Quando descobriu a verdadeira identidade de Brown, Julie alertou a força policial local apenas para ser informada por um policial do sexo masculino: ‘Não se preocupe com isso.’ Ela relembrou: ‘Um policial disse efetivamente: ‘Oh, querido, você não deveria ter tido um relacionamento com alguém assim’.
‘Eles disseram: ‘O amor é cego. Não se preocupe com isso’. Sinto-me doente. Eu estava com medo de ir para casa porque ele poderia estar lá. Passou como se não fosse nada.
Julie foi apenas aconselhada a trocar as fechaduras e instalar câmeras de segurança. Mas ela estava determinada a proteger outras mulheres e reclamava que não estava sendo levada a sério.

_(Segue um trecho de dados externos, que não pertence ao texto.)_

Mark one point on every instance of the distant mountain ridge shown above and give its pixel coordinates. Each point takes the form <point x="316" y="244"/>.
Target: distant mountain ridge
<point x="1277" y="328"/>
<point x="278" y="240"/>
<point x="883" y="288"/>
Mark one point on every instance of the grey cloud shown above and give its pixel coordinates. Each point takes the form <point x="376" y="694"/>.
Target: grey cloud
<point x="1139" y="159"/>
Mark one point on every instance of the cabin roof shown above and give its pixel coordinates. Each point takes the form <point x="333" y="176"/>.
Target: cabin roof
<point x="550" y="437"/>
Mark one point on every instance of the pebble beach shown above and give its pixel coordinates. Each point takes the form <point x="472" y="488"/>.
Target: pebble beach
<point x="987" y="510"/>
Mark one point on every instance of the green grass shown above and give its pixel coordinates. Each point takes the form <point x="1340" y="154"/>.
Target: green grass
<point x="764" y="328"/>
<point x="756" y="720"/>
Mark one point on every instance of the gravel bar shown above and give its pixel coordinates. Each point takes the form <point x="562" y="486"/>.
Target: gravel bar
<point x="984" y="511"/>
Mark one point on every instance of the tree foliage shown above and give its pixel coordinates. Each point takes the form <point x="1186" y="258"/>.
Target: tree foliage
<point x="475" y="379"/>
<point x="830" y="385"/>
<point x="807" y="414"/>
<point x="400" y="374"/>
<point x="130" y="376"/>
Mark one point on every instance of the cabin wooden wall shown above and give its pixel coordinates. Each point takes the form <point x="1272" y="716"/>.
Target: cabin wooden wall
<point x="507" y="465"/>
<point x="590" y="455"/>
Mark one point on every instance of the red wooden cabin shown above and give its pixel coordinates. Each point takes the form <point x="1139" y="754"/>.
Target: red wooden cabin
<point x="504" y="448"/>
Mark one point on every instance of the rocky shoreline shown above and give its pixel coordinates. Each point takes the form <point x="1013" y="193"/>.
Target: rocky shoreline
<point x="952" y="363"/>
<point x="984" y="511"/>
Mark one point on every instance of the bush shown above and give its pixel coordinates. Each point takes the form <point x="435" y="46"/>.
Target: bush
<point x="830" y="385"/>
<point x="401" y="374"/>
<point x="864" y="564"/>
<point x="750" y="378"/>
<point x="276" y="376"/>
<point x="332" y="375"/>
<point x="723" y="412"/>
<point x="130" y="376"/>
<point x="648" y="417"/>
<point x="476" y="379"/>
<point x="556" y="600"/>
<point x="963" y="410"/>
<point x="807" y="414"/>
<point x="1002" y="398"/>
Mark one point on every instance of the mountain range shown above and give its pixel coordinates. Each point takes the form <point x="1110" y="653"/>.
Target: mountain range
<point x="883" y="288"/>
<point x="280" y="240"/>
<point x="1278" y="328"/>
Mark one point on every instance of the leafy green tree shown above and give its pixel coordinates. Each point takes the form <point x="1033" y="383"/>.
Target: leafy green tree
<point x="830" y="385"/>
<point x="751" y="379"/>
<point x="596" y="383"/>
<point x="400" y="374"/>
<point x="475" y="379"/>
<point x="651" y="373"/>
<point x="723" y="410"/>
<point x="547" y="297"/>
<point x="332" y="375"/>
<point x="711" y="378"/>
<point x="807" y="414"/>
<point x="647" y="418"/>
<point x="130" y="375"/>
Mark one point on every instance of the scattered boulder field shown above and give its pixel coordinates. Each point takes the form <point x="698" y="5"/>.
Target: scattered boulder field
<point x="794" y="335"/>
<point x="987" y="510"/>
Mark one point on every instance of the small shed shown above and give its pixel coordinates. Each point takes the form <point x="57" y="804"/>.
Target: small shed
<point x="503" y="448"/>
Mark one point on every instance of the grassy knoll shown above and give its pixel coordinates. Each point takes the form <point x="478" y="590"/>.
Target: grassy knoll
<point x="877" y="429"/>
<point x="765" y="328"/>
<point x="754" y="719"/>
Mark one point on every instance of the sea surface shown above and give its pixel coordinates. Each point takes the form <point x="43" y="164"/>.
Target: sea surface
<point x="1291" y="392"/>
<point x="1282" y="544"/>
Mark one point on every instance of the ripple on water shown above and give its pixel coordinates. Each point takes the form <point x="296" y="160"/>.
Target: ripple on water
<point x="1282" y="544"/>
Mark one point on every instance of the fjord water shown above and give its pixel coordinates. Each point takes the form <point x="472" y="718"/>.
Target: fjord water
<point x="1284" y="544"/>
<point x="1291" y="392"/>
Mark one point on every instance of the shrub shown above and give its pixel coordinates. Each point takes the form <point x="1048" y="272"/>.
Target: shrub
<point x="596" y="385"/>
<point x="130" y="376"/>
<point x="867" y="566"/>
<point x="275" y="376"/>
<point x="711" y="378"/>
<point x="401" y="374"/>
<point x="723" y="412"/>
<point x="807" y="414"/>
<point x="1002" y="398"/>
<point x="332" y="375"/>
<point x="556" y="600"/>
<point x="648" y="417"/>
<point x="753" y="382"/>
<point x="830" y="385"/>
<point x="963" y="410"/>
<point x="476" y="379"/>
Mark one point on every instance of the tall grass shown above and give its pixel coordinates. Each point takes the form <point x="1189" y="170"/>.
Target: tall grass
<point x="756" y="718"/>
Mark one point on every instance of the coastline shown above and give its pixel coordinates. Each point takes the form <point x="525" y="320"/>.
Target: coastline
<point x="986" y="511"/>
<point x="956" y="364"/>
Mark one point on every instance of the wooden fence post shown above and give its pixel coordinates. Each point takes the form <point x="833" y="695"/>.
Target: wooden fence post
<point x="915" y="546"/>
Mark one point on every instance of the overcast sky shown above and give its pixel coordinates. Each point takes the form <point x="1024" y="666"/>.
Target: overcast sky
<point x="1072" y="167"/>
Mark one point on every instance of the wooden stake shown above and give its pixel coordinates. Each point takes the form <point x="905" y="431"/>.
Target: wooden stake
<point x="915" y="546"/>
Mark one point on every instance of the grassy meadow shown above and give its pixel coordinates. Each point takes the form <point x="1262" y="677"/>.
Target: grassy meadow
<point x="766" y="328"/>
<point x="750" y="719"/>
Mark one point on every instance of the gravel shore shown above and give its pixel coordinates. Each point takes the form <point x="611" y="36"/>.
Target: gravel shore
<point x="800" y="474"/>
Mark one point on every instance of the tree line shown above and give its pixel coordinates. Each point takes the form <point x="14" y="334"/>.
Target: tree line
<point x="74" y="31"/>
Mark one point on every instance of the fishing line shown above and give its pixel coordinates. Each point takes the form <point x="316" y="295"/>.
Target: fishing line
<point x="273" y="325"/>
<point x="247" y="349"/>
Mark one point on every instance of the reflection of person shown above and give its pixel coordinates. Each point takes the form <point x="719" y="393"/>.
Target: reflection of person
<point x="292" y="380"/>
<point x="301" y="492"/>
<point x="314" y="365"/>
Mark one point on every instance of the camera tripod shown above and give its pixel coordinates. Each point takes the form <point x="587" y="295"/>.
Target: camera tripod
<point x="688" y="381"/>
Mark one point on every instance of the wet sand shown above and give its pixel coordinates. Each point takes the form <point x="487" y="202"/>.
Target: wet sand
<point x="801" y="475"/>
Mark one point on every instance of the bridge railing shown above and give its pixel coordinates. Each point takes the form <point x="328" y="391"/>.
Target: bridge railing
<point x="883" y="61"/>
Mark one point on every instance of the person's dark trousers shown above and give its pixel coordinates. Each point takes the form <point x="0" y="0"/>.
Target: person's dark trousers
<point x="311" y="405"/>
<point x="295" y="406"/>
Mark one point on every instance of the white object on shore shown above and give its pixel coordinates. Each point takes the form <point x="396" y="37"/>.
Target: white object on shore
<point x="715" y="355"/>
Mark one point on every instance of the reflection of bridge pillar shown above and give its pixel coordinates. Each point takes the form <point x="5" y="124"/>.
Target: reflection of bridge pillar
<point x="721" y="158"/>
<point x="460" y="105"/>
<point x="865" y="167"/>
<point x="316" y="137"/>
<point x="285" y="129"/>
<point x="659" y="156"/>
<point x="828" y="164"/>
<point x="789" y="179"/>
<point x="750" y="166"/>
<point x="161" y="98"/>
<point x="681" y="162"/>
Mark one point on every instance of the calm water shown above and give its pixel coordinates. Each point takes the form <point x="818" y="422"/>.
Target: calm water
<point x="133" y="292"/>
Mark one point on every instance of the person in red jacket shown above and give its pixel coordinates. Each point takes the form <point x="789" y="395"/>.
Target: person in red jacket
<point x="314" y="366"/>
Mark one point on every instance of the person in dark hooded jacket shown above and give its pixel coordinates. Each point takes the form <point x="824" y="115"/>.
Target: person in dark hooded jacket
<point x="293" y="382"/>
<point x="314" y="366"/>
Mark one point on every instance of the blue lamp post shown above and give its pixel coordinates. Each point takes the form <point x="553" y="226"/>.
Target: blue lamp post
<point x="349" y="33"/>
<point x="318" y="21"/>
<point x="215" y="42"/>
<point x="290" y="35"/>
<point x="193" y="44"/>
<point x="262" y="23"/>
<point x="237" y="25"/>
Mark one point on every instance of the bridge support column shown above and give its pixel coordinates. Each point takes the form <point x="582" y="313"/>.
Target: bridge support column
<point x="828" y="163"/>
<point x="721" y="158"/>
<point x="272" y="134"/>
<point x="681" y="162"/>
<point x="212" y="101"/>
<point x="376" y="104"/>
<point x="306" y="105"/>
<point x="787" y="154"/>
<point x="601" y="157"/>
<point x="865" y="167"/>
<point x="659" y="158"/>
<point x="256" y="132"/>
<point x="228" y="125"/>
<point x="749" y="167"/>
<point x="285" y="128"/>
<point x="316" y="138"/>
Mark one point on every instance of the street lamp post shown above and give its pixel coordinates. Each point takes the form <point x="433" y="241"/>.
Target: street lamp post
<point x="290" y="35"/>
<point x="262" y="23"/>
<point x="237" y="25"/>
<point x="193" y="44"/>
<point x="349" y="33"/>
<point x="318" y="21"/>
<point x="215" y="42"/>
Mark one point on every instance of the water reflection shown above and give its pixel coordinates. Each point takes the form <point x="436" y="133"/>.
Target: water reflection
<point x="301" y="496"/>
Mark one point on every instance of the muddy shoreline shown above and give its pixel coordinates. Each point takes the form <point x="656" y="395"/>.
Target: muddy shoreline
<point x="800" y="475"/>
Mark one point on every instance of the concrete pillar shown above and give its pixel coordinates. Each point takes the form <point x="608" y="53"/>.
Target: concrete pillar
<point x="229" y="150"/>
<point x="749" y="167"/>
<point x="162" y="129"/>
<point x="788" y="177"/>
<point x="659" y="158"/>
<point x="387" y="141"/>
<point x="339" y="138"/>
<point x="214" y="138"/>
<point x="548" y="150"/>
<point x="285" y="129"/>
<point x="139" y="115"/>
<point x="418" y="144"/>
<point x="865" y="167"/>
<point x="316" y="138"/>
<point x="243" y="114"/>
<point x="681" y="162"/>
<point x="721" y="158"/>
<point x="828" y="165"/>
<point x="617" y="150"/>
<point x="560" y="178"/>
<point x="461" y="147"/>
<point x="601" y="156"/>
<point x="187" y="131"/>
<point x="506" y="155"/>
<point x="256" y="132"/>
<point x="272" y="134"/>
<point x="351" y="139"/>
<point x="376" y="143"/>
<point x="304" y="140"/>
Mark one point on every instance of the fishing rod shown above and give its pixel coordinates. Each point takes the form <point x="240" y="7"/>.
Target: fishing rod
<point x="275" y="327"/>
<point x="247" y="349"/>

Apenas 24 horas depois de entrar em contato com o órgão de vigilância da polícia, os policiais chegaram à sua casa para fazer um depoimento exato, com um PC revelando que acreditavam que Brown tinha 20 pseudônimos.
A polícia de Warwickshire mais tarde prendeu Brown por violar seus requisitos de notificação de agressor sexual depois que ele teve um relacionamento com Julie e não conseguiu morar com ela. Brown recebeu uma sentença de 12 meses em junho passado, mas foi libertado depois de cumprir apenas seis meses. A polícia não poderia dizer a Julie que ela estaria livre por mais quatro meses.
Agora ela quer alertar outras mulheres sobre pervertidos e está fazendo campanha pela proibição de criminosos sexuais mudarem de nome. Atualmente, os infratores podem mudar de nome por meio do Deed Poll, que custa cerca de £ 50 e leva apenas 15 minutos online.
Cerca de 1.500 criminosos sexuais notificaram a polícia de que tinham mudado de nome entre 2019 e 2021, mas outros 700 não o fizeram, utilizando as suas novas identidades para os apagar.
Com um nome diferente, os criminosos podem até obter verificações limpas do DBS, para que possam trabalhar com crianças. Julie disse: ‘Isso faz meu sangue ferver. É uma pena como ele pode mudar seu nome para algo diferente repetidamente.
“Ninguém me avisou sobre ele porque a polícia não sabia que ele havia mudado de nome. Isso é uma piada absoluta.
‘Como podem as mulheres ser protegidas quando os criminosos sexuais fazem isto? As leis precisam de ser alteradas para que os agressores sexuais não mudem de nome tão facilmente – precisamos de proteger futuras vítimas.
“Acho importante alertar as mulheres que podem ter este homem nas suas vidas, nas suas casas, onde têm filhas ou filhos pequenos.
‘Quero que ele seja exposto para que não possa mais se esconder e não possa arruinar a vida de outra pessoa. Trata-se de proteger outras mulheres dele, porque não acho que a polícia fará isso.